The vulnerable software component, Wonderware SuiteLink, is used to help facilitate communications over TCP/IP networks for SCADA (supervisory control and data acquisition) systems, according to an advisory from Core Security Technologies, which discovered the flaw.

The vulnerability, first reported to Wonderware in January, could permit remote attackers to connect to the SuiteLink TCP port and send malicious packets, thus causing a denial-of-service, according to the advisory.

According to the National Vulnerability Database, the flaw earns a 7.5 CVSS score (out of 10). A successful exploit could permit unauthorised access, information disclosure and service disruption.

Representatives from Wonderware did not respond to a request seeking comment. However, according to Core, the company has issued a technical document, guiding affected users on how to remedy the issue.

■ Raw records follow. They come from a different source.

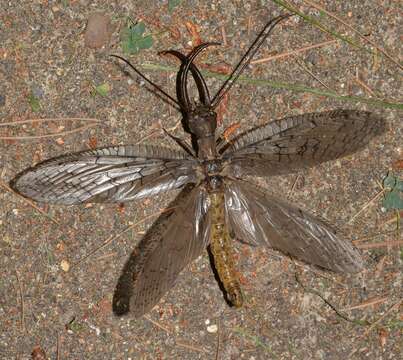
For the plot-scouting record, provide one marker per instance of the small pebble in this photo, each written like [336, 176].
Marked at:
[65, 266]
[212, 329]
[98, 30]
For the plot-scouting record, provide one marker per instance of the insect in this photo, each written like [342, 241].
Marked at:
[216, 203]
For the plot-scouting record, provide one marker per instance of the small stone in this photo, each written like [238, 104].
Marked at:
[65, 266]
[212, 329]
[98, 30]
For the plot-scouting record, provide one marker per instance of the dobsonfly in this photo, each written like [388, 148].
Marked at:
[216, 203]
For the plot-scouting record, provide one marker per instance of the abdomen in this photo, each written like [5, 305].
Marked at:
[221, 249]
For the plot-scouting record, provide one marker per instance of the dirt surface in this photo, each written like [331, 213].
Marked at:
[51, 298]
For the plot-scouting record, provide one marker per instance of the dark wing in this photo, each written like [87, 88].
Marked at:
[255, 215]
[175, 240]
[113, 174]
[286, 145]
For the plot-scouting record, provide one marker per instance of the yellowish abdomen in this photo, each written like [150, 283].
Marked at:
[221, 249]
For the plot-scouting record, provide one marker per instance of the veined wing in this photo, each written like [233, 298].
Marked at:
[286, 145]
[175, 240]
[256, 215]
[112, 174]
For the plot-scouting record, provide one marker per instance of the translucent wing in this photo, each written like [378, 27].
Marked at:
[289, 144]
[174, 241]
[113, 174]
[255, 215]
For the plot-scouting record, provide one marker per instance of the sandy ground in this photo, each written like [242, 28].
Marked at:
[46, 66]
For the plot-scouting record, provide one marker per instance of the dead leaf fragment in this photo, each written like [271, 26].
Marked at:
[38, 353]
[64, 265]
[193, 30]
[98, 30]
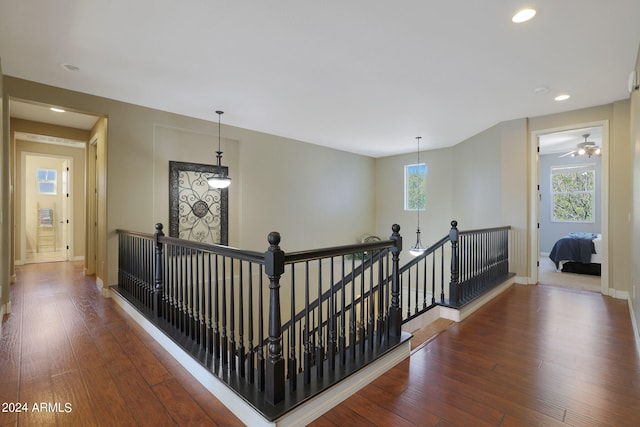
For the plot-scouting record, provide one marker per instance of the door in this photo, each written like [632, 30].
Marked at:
[65, 214]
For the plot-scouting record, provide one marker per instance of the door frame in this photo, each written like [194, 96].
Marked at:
[535, 199]
[68, 235]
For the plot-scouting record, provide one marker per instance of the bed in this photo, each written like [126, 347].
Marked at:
[578, 253]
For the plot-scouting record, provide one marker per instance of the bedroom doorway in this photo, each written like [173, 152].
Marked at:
[571, 202]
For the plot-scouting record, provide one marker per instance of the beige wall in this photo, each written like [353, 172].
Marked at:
[435, 220]
[276, 181]
[5, 214]
[635, 234]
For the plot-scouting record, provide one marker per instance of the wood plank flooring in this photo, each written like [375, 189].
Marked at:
[81, 361]
[536, 355]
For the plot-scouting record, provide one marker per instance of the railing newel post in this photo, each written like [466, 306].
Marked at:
[395, 312]
[158, 273]
[274, 259]
[454, 285]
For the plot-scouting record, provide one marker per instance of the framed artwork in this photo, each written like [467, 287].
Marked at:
[197, 212]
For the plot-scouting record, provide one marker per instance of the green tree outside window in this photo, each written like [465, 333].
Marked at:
[573, 193]
[415, 185]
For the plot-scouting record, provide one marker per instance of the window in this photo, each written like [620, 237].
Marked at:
[573, 193]
[47, 181]
[415, 184]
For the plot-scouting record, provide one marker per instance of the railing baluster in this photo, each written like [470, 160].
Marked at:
[241, 354]
[319, 356]
[251, 353]
[232, 319]
[307, 328]
[292, 364]
[355, 311]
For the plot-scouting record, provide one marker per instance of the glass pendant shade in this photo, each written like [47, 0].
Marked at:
[220, 178]
[219, 181]
[417, 249]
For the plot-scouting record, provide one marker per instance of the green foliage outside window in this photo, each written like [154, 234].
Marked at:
[415, 186]
[573, 191]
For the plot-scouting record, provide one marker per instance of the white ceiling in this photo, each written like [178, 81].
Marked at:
[366, 76]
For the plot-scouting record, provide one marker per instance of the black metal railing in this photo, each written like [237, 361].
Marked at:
[232, 309]
[274, 323]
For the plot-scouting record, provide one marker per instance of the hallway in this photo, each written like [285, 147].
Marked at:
[536, 355]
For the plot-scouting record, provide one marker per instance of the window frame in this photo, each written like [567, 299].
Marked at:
[423, 166]
[589, 167]
[46, 180]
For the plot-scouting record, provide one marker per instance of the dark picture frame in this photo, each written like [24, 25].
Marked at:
[197, 212]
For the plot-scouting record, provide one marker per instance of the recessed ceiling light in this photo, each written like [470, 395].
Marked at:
[523, 15]
[541, 90]
[69, 67]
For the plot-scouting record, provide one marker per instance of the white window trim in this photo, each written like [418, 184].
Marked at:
[585, 166]
[406, 199]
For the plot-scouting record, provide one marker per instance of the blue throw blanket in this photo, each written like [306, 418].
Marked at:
[576, 247]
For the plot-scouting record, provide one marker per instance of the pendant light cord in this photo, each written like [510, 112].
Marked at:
[418, 138]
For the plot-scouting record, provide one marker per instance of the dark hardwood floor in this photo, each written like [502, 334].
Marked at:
[536, 355]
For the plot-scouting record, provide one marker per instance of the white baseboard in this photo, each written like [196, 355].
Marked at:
[301, 415]
[104, 290]
[458, 315]
[634, 324]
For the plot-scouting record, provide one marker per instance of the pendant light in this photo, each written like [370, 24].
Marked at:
[220, 178]
[418, 249]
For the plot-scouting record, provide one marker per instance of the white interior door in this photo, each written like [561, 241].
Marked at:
[65, 221]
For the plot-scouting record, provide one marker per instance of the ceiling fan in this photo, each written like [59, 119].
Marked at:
[585, 148]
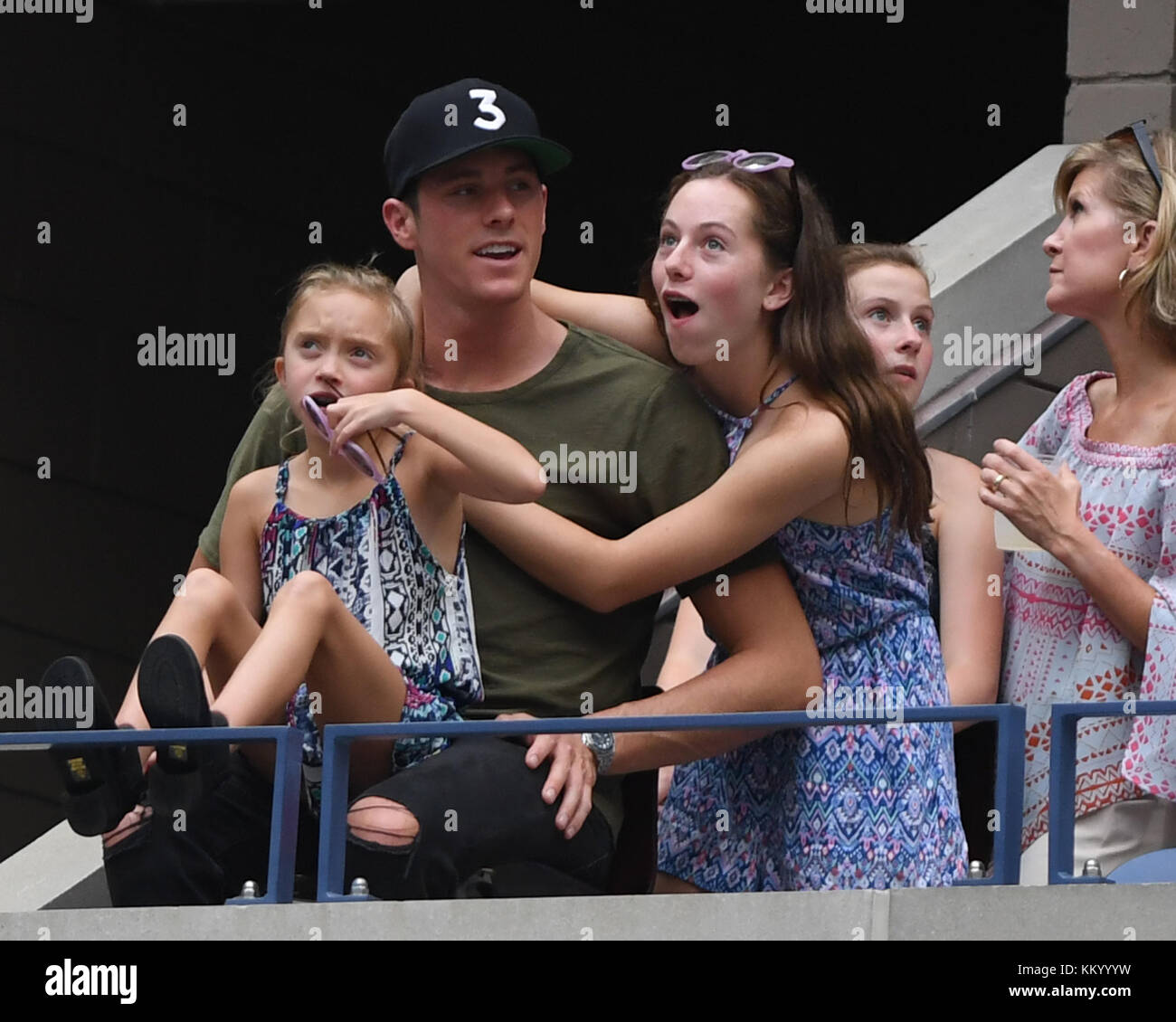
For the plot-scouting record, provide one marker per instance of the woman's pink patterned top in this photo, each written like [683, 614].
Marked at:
[1059, 647]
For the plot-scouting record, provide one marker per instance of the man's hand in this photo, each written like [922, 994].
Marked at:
[573, 771]
[360, 413]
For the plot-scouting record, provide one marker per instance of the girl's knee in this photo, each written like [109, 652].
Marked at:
[208, 587]
[306, 588]
[383, 821]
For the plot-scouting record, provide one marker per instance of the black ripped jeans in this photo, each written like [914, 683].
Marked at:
[477, 802]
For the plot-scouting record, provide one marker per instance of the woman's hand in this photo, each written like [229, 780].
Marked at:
[1046, 507]
[356, 415]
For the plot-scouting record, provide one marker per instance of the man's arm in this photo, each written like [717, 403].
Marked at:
[772, 666]
[262, 445]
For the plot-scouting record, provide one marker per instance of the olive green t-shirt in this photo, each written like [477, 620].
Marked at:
[540, 652]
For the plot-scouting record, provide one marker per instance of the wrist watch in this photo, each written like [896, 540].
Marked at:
[602, 744]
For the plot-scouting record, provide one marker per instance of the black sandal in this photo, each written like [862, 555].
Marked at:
[172, 694]
[102, 782]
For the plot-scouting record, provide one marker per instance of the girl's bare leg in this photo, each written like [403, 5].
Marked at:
[310, 634]
[211, 618]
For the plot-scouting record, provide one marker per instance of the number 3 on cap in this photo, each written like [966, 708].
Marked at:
[487, 97]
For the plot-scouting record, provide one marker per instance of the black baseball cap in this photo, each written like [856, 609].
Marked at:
[461, 118]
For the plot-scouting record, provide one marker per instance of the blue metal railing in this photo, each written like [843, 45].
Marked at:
[337, 740]
[1065, 719]
[287, 782]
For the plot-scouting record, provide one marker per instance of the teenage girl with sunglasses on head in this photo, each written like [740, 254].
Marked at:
[336, 583]
[745, 285]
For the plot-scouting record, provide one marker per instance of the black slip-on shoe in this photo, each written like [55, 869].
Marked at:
[102, 782]
[172, 694]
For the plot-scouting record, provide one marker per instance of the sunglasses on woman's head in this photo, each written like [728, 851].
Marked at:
[1137, 130]
[755, 163]
[356, 454]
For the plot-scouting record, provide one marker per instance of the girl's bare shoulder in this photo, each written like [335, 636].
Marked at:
[257, 486]
[952, 477]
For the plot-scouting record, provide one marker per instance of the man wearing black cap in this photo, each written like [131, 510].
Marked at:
[465, 166]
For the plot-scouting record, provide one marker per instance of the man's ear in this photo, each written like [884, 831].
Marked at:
[401, 223]
[1145, 240]
[780, 293]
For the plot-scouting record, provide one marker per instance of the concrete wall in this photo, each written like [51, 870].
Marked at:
[1076, 913]
[1121, 65]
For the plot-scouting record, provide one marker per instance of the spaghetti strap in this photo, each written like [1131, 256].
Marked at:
[281, 484]
[736, 427]
[777, 392]
[400, 449]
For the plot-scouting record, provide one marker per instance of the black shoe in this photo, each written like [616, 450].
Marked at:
[102, 782]
[172, 694]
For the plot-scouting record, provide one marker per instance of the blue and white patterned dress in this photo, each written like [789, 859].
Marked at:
[833, 806]
[422, 614]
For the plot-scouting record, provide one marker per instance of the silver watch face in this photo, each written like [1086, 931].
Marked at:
[602, 744]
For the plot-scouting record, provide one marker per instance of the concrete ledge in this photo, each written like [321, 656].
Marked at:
[987, 262]
[58, 869]
[1086, 912]
[1093, 109]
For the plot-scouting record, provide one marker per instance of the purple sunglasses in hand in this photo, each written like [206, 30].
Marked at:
[755, 163]
[356, 454]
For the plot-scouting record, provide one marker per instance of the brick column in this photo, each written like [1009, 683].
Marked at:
[1122, 66]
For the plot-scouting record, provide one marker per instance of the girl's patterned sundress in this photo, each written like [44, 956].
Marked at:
[833, 806]
[422, 614]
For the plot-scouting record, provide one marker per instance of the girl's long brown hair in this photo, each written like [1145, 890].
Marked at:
[819, 340]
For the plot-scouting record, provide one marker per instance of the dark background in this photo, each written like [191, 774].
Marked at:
[201, 228]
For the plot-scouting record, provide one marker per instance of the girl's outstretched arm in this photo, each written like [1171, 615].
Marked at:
[972, 571]
[777, 478]
[240, 535]
[618, 316]
[469, 457]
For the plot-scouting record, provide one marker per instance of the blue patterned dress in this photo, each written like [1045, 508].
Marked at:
[422, 614]
[833, 806]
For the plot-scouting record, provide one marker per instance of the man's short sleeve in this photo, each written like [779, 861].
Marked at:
[273, 435]
[685, 441]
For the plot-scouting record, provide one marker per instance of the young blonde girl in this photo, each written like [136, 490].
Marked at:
[357, 606]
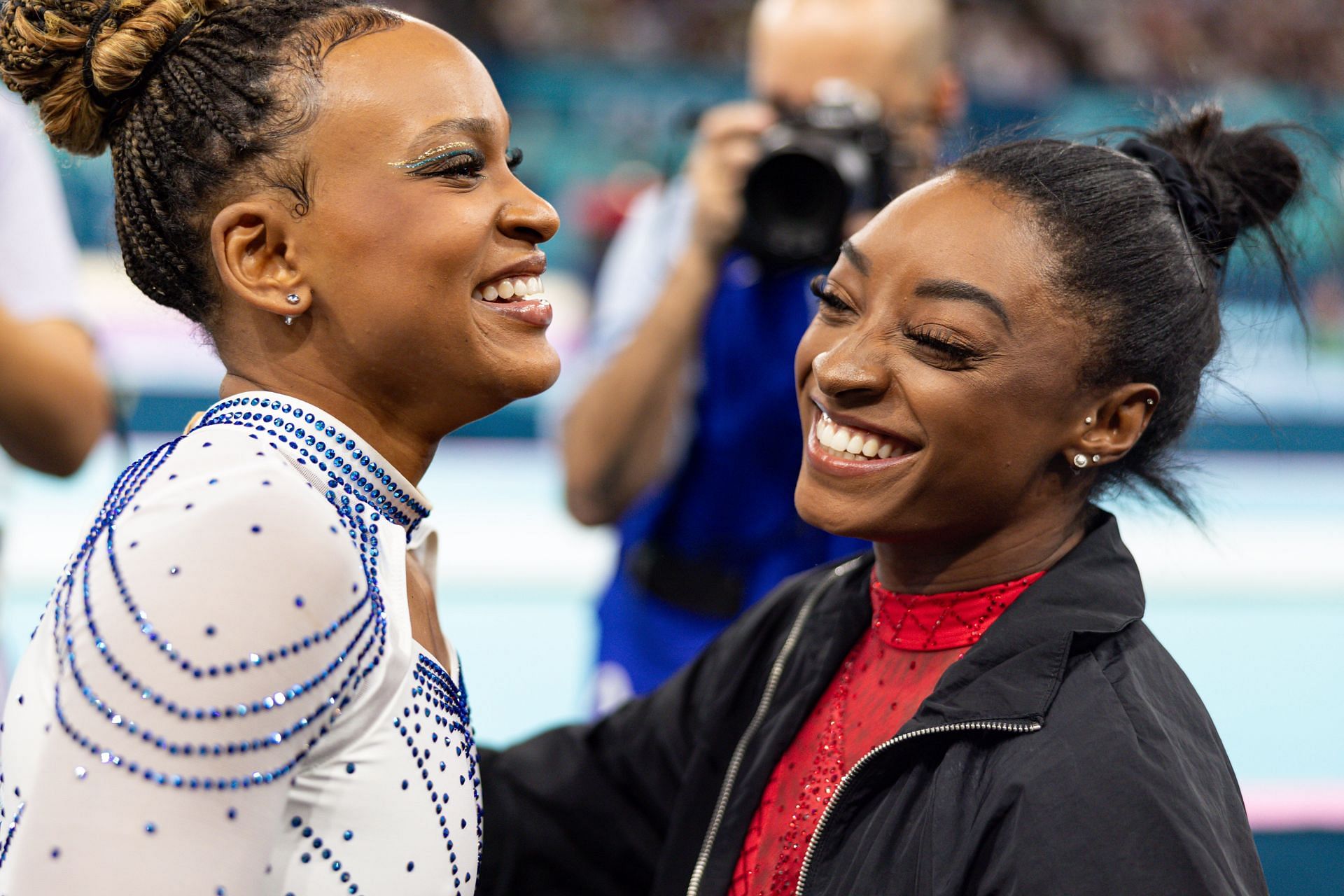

Paul Ferguson, advanced threat researcher at Trend Micro, told SCMagazineUS.com on Thursday that this is the first publicly reported SCADA vulnerability that he is aware of. More, though, are sure to come as these systems becoming increasingly connected to the internet and become reliant on common operating platforms, he added.

"It used to be that SCADA control systems, most of them were all [based on] proprietary protocols and any type of problems that they had were usually taken care of and weren't really publicly known," he said.

"What's happened over the course of the past 10 years...these systems are falling prey to the same types of vulnerabilites that the enterprise commercial software industry is finding as well."

According to Wonderware, it has sold more than 500,000 software licenses to 100,000 plants worldwide. Customers include oil and gas, food and beverage, utilities, pharmaceuticals, electronics, metals and automotive.